Introduction to Linkers

05 Jul 2021

(Definitely should have taken that undergrad compiler elective… Welp better late than never.)

This post is my own notes and summary of [1]. I did not come up with any of these materials.

Parts of a C file

Declaration vs Definition

Definition: associates a name with an implementation of that name. The implementation could be either data or code
- What the heck is a name, an implementation? What is data and code?
- Ok Googling “names in C” returns “Charlie, Chloe, Charlotte, Connor…”
- I am guessing names refer to things like variable and function names. Ah, I think code refers to code that we write, such as functions. Data is, well, data, such as variables.
- A variable definition makes the compiler reserve some space for that variable and potentially also filling in a value.
- A function definition makes the compiler generate code for that function (not sure what this means. I guess generating the binary for that function?)
Declaration: tells the compiler that the definition of this name exists somewhere else, probably in another C file. (A definition is also a declaration, where the “somewhere else” is here).
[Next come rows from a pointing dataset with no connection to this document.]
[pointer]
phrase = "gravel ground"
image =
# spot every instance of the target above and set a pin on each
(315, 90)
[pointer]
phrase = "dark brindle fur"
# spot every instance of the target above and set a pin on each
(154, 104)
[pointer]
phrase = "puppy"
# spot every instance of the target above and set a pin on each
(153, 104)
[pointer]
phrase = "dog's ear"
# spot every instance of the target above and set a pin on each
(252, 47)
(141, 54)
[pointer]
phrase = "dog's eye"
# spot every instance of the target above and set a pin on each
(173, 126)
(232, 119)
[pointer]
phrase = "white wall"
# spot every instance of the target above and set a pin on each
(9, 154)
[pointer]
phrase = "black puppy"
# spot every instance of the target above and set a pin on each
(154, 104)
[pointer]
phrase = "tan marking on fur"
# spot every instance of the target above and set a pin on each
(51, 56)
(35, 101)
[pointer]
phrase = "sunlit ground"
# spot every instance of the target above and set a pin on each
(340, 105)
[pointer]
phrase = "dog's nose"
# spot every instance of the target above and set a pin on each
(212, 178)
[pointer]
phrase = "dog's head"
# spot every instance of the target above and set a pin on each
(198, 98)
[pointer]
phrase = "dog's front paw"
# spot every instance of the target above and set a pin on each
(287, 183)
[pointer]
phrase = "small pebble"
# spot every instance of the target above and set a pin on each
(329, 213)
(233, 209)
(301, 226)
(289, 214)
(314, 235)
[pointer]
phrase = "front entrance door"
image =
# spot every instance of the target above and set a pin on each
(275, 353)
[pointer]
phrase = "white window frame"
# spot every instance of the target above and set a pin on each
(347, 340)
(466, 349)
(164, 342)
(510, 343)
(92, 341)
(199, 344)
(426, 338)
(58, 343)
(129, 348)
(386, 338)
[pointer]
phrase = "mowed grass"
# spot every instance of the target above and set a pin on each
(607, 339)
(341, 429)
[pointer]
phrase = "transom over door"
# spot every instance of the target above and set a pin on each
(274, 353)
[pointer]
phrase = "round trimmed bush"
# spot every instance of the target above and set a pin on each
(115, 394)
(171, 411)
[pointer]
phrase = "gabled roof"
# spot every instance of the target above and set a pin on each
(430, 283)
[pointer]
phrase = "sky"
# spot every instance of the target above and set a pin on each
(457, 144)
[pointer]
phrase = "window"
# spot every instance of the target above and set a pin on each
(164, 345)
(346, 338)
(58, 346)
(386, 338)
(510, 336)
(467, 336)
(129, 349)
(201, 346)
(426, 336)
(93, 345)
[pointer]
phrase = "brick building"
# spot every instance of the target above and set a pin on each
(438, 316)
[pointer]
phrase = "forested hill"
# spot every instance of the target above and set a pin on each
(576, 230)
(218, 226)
Variable definitions have two types:

Global variables: exist for the whole program lifetime (“static extent”) and accessible in different functions
Local variables: only exists while a function is executing (“local extent”) and only accessible in that function But wait, there are some special cases:
Static local variables are actually global variables. They exist for the program lifetime but are only visible inside a single function. Ex. we can use a static local variable to count how many times a function is called.
Static global variables are global variables, but they can only be accessed by functions within the file where the variable is defined.

Ok easy. Here is a summary. But wait! Why is there no such thing as a local variable declaration? If I do int x; within a function, is this not a declaration? No! This is a definition of an uninitialized local variable. So I am mixing up initialization vs declaration. Doesn’t the lack of = mean declaration? Nope.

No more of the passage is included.